Es gibt einen Moment in der Geschichte eines jeden Softwareunternehmens, in dem die Schöpfer realisieren, dass der wahre Engpass nicht die Technologie ist: Es ist die Zeit und die kognitive Energie des Menschen, der sie bedient. Picsart hat diesen Moment mit einer seltenen Klarheit erreicht.

Am 16. März 2026 enthüllte TechCrunch, dass Picsart — die Designplattform mit über 130 Millionen Nutzern, seit 2021 als Einhorn bewertet — die Warteliste für ihren Markt für Künstliche Intelligenz-Agenten eröffnet hat. Der Vorschlag ist klar: Anstatt dem Schöpfer mehr Schaltflächen zu geben, um zu drücken, bietet die Plattform autonome Agenten, die diese Schaltflächen für ihn bedienen, während er genehmigt oder den Kurs neu lenkt.

Was wie ein Produktupdate aussieht, ist in Wirklichkeit eine Wette darauf, wie sich die kreative Arbeit in den nächsten fünf Jahren organisieren wird.

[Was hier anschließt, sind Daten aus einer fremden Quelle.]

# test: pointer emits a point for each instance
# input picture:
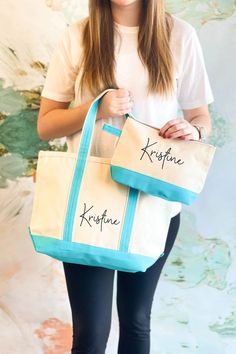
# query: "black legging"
(90, 292)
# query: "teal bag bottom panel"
(152, 186)
(73, 252)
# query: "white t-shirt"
(192, 88)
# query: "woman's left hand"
(179, 128)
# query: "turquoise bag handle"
(82, 156)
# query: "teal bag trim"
(77, 180)
(152, 186)
(78, 253)
(79, 170)
(129, 219)
(111, 130)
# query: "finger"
(179, 134)
(121, 100)
(187, 137)
(169, 124)
(174, 128)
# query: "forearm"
(203, 121)
(58, 123)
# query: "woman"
(155, 63)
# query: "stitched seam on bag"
(67, 201)
(123, 218)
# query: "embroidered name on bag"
(90, 219)
(163, 156)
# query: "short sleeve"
(194, 88)
(61, 74)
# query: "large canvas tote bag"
(80, 215)
(172, 169)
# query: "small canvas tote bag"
(80, 215)
(172, 169)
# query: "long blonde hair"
(98, 60)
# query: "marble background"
(194, 310)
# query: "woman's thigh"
(90, 292)
(135, 291)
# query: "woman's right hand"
(115, 104)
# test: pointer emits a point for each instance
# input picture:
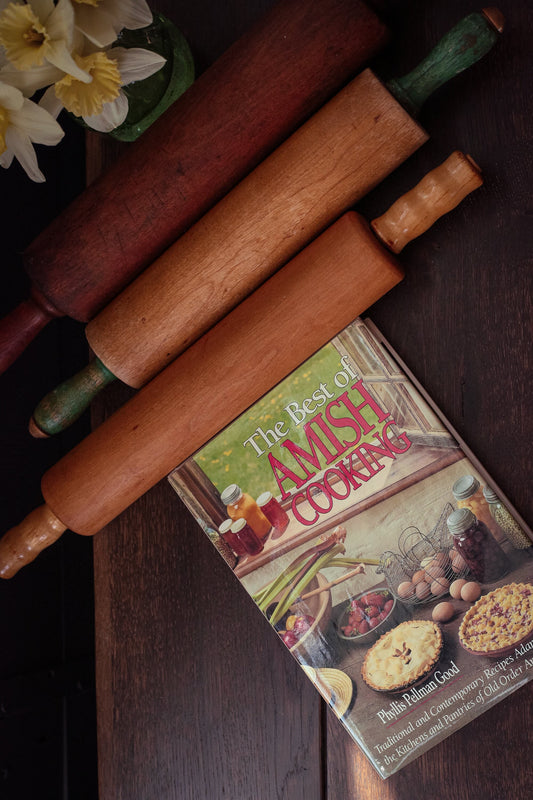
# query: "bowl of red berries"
(366, 616)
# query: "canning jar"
(271, 508)
(231, 539)
(247, 536)
(468, 493)
(223, 547)
(240, 504)
(472, 539)
(503, 517)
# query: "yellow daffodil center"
(87, 99)
(23, 36)
(4, 121)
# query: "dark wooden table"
(196, 695)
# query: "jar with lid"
(231, 539)
(468, 493)
(247, 536)
(485, 559)
(240, 504)
(223, 547)
(503, 517)
(271, 508)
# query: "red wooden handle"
(22, 325)
(237, 112)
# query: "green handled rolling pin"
(244, 238)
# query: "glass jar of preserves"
(231, 539)
(468, 493)
(271, 508)
(223, 547)
(247, 536)
(503, 517)
(472, 539)
(240, 504)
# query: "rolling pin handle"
(67, 402)
(22, 324)
(439, 191)
(23, 543)
(464, 45)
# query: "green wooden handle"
(461, 47)
(67, 402)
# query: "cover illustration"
(365, 530)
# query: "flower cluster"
(66, 47)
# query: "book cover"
(375, 543)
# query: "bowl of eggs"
(426, 577)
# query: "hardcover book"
(374, 542)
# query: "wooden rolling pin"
(344, 150)
(242, 107)
(305, 304)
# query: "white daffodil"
(101, 20)
(102, 104)
(38, 34)
(22, 123)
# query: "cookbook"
(365, 530)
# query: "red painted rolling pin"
(345, 149)
(242, 107)
(305, 303)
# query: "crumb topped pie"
(403, 655)
(500, 619)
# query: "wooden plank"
(196, 696)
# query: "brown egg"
(418, 576)
(405, 589)
(443, 612)
(455, 588)
(434, 571)
(439, 586)
(441, 559)
(470, 592)
(458, 563)
(422, 590)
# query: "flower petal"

Die Mechanik, die andere nicht beschreiben

Der Markt startet mit vier Agenten. Flair verbindet sich mit Shopify, um Geschäftstrends zu analysieren, Bildbearbeitungen für Produkte vorzuschlagen und die Grundlage für zukünftige A/B-Tests zu legen. Resize Pro passt Bilder und Videos an die Dimensionen jeder Plattform an, indem es generative Erweiterungen nutzt und den Zuschnitt vermeidet, der die ursprüngliche Komposition zerstört. Remix wendet visuelle Stile — Vintage-Film, Cyberpunk, Aquarell — auf komplette Content-Bibliotheken an. Swap verändert Hintergründe von Fotos in großem Umfang.

Das ist keine Funktionsliste. Es ist eine Beschreibung der wöchentlichen Arbeit eines Social-Media-Managers oder eines Operators im E-Commerce mittelgroßer Unternehmen. Vier Kategorien von Aufgaben, die, manuell ausgeführt, je nach Inhalt zwischen acht und zwölf Stunden pro Woche in Anspruch nehmen. Die Wirtschaftlichkeit ist sofort erkennbar: Wenn die Zeit eines Freiberuflers 25 Dollar pro Stunde wert ist, entsprechen diese zwölf Stunden 300 Dollar wöchentlicher wiederholter Arbeit. Das Premium-Abonnement von Picsart kostet etwa 10 Dollar pro Monat. Die Rechnung erklärt sich von selbst.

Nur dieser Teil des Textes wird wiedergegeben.